By the time we arrived at the station, almost everyone had at least one person to wish safe travels to: something that would not have been the case if we were all on a normal train ride. Because the second that the train stopped and the conductor warbled the situation over the loudspeaker, a sheet of common ground slid beneath all of us, and there was suddenly something to complain about.

So what does this say about people? Do we all secretly wish to connect with and help strangers, but not know how to begin? Is the opportunity to kvetch the miracle cure for traveler’s tunnel vision? Or is an emergency one of the only situations that can get strangers with unrelated backgrounds and ethnicities to acknowledge one another?  The same (although much more intense) situation presented itself to the world around 9/11 and Katrina, among other events, but the speed at which connections are created between people during a surprise or emergency always interests me. Especially since in normal circumstances, even a “Hi” from a stranger receives a raised eyebrow or a turned heel.

Advertisements

The Artsy Side of Jersey

Posted in Uncategorized with tags , , , on September 26, 2009 by jganolik

There is this summer art festival that’s held in Collingswood, a town about twenty minutes away from me, and it’s become a tradition for my family to go every year. Basically the main street gets filled to bursting with tents, in which artists, jewelry makers, handbag designers, etc. display their work, most of which is for sale. Some artists come back every year, but for the most part, there is a good deal of variety. There were a few booths that really caught my eye this year.
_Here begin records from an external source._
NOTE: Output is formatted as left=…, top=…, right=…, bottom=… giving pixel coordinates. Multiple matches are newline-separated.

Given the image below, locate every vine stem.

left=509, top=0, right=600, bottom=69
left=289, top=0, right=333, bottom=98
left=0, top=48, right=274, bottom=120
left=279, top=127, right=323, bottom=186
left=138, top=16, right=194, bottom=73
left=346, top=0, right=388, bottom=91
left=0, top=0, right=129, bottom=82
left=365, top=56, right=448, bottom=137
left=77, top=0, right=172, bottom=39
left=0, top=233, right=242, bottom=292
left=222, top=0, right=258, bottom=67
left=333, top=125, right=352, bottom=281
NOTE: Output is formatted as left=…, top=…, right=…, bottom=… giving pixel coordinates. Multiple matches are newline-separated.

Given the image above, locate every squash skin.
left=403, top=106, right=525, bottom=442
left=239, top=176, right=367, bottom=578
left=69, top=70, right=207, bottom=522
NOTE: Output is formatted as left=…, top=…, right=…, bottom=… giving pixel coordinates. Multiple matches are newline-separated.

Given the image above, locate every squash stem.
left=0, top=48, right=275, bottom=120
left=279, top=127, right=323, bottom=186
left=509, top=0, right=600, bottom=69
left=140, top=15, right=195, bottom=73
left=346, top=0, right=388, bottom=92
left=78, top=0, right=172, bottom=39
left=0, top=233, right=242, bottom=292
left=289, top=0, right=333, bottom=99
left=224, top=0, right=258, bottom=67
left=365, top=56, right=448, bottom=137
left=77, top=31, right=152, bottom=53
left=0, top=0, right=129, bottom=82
One artist constructed animals out of old car and bike parts. This was neat, because some of the animals (dogs and snails, I think) functioned as things such as wine holders, or salt and pepper shakers. There was another jewler who made earrings and neclaces out of recycled iced tea and soda cans, and other recylcled objects. I was particularly drawn to her display of typewriter key earrings. She somehow extracted the letters and symbols from the keys and replaced them with different words. For instance one pair said, “kvetch” and “kvell.” Another said “artist” and “poet.” The pair I bought said “read” and “write.” The paying process took longer than I expected, as the man running the booth gave me this whole schpiel about how I should send him my picture so he could show it to his 23 yr old, jewish, med student son (this was mainly because I understood what the “kvetch” and “kvell” earrings meant), but that’s beside the point.

The most interesting booth at this year’s festival belonged to a man named Paul Laoria and was filled with his mostly abstract oil on canvas paintings. He attended Juliard, and was very insistent about telling the story of every painting. Two of the pieces really stood out to me, and one is hanging in our living room at the moment; it’s called “After the Ball,” and according to Laoria it depicts the view of someone looking up at confetti and streamers at the end of the night, at a ball:

Aftertheball
(After the Ball)

That was the painting that my mom ended up buying. The one that I liked the most was called “Rainbow Symphony,” and it was supposed to depict just that– the way a symphony would appear, if it were seen and not heard. The reason why I loved this piece so much was that I thought it captured music so well. It also made me think about how it might be cool to have synaesthesia, and be able to automatically match musical notes with colors:

rainbowsymph
(Rainbow Symphony)

Anyway, just thought I’d share, and if you’re interested in the festival, it’s in Collingswood, NJ, this year it was at the end of July (not sure when it’ll be next year, or whether there will be one in the middle of this year). If not, it’s a nice, quaint town with funky coffee shops, restaurants, and other crafty stores, so go check it out!